Methodology review welcomed

If you work on prediction markets, forecasting, or fund-manager skill measurement and you want to review the methodology, we would value the feedback. V1 of the paper is the current artifact; V1.5 will fold in Manifold cross-venue replication once per-position outcome data is available.

Reach out: research@convexly.app.

Reproducibility

Code, raw validation outputs, anonymized cohort CSV (addresses hashed), frozen coefficients, and reference standardization constants are available as a direct download in the V1-M public data bundle. The ex-ante methodology document and pass-fail thresholds were committed to a version-controlled repository before the validation script ran; the commit history provides the timestamped audit trail.

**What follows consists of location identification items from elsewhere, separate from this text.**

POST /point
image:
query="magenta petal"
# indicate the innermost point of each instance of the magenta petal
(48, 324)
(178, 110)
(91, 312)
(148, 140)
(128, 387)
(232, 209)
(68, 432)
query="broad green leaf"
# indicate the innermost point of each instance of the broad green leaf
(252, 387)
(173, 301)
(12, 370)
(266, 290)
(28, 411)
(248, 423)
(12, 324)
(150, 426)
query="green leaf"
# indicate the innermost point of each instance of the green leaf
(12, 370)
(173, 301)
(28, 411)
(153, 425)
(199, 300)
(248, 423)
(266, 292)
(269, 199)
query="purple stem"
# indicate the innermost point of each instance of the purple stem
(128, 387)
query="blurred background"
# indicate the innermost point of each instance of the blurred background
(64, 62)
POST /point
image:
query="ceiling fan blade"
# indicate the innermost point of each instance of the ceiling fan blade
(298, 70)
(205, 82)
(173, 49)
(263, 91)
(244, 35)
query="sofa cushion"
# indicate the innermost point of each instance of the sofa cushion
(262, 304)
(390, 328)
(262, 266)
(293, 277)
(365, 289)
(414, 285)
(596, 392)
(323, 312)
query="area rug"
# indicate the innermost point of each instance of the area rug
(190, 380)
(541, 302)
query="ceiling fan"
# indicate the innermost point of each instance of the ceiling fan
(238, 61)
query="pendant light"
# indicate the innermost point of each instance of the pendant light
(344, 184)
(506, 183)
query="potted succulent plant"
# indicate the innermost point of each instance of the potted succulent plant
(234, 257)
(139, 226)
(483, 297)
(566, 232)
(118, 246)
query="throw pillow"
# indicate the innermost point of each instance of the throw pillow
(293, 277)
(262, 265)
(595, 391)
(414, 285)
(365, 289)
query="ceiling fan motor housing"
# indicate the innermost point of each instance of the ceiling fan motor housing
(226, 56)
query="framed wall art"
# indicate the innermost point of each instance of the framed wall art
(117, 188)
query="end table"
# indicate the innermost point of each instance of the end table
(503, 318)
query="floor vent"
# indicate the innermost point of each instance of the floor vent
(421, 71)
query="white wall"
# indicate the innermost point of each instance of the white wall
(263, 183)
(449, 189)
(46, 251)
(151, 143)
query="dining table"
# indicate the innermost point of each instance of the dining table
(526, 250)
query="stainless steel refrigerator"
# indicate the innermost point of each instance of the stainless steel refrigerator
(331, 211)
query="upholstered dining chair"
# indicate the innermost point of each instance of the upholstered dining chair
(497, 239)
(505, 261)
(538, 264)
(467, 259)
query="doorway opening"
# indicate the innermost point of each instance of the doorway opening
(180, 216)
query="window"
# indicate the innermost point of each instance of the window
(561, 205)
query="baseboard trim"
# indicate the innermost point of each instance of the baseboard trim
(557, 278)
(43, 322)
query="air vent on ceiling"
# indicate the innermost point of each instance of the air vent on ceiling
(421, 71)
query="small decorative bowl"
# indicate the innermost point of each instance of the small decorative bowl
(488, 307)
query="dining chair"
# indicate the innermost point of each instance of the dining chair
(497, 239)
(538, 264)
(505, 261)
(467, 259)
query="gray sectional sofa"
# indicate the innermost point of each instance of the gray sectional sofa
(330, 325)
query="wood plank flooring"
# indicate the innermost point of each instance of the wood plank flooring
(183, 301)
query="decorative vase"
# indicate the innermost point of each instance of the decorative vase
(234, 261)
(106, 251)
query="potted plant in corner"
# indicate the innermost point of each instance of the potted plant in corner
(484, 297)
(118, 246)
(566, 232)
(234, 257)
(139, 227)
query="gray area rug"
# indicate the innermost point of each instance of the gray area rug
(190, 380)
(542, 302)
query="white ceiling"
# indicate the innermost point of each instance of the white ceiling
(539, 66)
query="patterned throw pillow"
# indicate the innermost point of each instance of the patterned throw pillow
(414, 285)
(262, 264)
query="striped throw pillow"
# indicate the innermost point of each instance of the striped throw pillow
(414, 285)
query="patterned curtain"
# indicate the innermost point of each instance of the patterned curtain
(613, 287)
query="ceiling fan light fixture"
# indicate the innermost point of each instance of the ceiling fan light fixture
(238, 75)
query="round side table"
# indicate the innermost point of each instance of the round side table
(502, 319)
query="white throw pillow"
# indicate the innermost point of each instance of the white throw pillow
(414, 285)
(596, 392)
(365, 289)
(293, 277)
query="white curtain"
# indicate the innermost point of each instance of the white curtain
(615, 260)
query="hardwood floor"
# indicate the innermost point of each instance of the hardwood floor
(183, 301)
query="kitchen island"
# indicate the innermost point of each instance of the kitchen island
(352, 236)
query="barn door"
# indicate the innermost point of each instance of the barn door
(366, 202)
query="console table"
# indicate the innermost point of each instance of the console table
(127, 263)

We did not file an external pre-registration with a third-party registry (OSF, AsPredicted, AEA) for V1; internal ex-ante commitment is the standard the V1 paper meets. The deferred V1.5 experiments (E2 + E7) ARE externally pre-registered at AsPredicted #287368 (filed 2026-04-25, anonymous). All random seeds are set to 42.

Convexly publishes new methodology research roughly every 6-8 weeks. Get the next paper in your inbox when it ships:

AI tooling disclosure

This work used AI tools (Claude, GPT-4) as research aids during methodology design and pre-publication review. All claims, statistical results, and figures are reproducible from the public data bundle and the frozen-commit code at the linked V1-M data bundle. No claim on this page is taken as true on the basis of an AI tool's output; every quantitative result is recomputable from the bundle with the documented seed.